Analysis of the Effects of Cell Spacing and Liquid Depth on Nitric Oxide and Its Oxidation Products in Cell Cultures

Abstract

A series of reaction−diffusion models was developed to describe spatial and temporal variations in the concentrations of NO and related species (O₂^-, peroxynitrite, and N₂O₃) in a cell culture configuration that is commonly used to study the toxicity and/or mutagenicity of NO. In the analysis, adherent cells that generate NO and O₂^- (e.g., macrophages) were assumed to be present in sub-monolayer quantities at the bottom of a culture dish, with a stagnant layer of culture medium separating them from the incubator gas. It was assumed also that the level of O₂^- production is lower than that of NO, consistent with the available data. These conditions were found to yield a distinctive spatial segregation among the extracellular reactions, which permits considerable simplifications in modeling events at both the macroscopic (culture medium depth) and microscopic (cell spacing) length scales. Whereas NO and N₂O₃ were predicted to be present throughout the liquid medium, O₂^- and peroxynitrite were each confined to small regions near the cells.
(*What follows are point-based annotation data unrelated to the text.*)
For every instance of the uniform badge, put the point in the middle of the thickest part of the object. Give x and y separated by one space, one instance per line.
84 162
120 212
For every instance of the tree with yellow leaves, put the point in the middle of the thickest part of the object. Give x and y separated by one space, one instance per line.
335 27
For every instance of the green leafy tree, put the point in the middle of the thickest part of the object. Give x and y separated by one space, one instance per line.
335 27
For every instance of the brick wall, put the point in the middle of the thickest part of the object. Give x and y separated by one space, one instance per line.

It was found that such systems reach a steady state in a small fraction of typical experimental times, so diffusional transients are unimportant. In contrast to the usual assumption made in experimental studies, NO loss to the headspace was found to be very significant. Thus, using the rate of accumulation of NO₂^- and NO₃^- (the nonvolatile end products of NO oxidation) to infer the cellular rate of NO production may significantly underestimate that rate. Moreover, it was found that varying the cell number density had very different influences on the relative exposures of the cells to NO, O₂^-, peroxynitrite, and N₂O₃. These results suggest that previously reported decreases in macrophage viability with increasing cell number density are more likely to be the result of exposure to NO and/or N₂O₃ than to O₂^- or peroxynitrite.